- Born: 1949 (age 76–77) Hanamaki, Iwate Prefecture, Japan
- Education: Otis College of Art and Design

= Mineko Grimmer =

Japanese-American artist (born 1949)

Mineko Grimmer (美音子グリマー, born 1949) is a Los Angeles–based installation sound artist. Her work is influenced by both Eastern and Western cultures. She is inspired by the chance elements of John Cage as well as notions of time in Shinto shrines and Zen Gardens. Sound and silence are key elements in her work. The sculptures are finely crafted out of materials like bamboo, redwood, stone and water.

== Education and early work ==
Grimmer was born and raised in northern Japan and received her B.F.A and M.F.A from Otis College of Art and Design.
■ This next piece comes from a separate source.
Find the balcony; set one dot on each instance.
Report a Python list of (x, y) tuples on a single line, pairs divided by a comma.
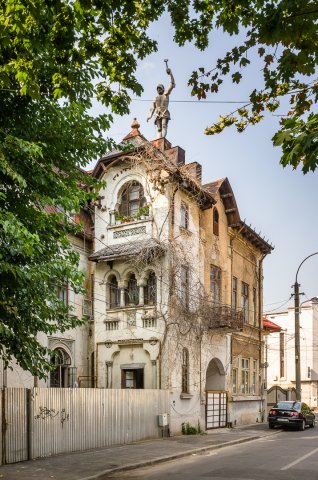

In the 1970s as a student at Otis she photographed the passage of time by photographing natural phenomena like shadows, waves and wind. At this time Grimmer started photographing blocks of ice and then freezing objects in blocks of ice The sound element intrigued her and in 1980's Grimmer started adding the sound element of melting ice in her installations. The first ice sculpture was shown at the Japan America Community Culture Center in downtown Los Angeles.

== Work and career ==
Grimmer collaborated with the composers Carl Stone, Mamoru Fujieda and John Cage. Cage and Grimmer collaborated on a project at MOCA in 1993. John Cage described her work as "beautiful and beautiful to listen to". Her sculpture is also included in John Cage's Number Pieces. Her work has been included in the SoundCulture Festival held in Japan in 1993.

== Collections ==
- Singlewheel, 1984, mixed media. Smithsonian Museum of Art.
- Remembering Plato, 1992, mixed media. Menil Collection.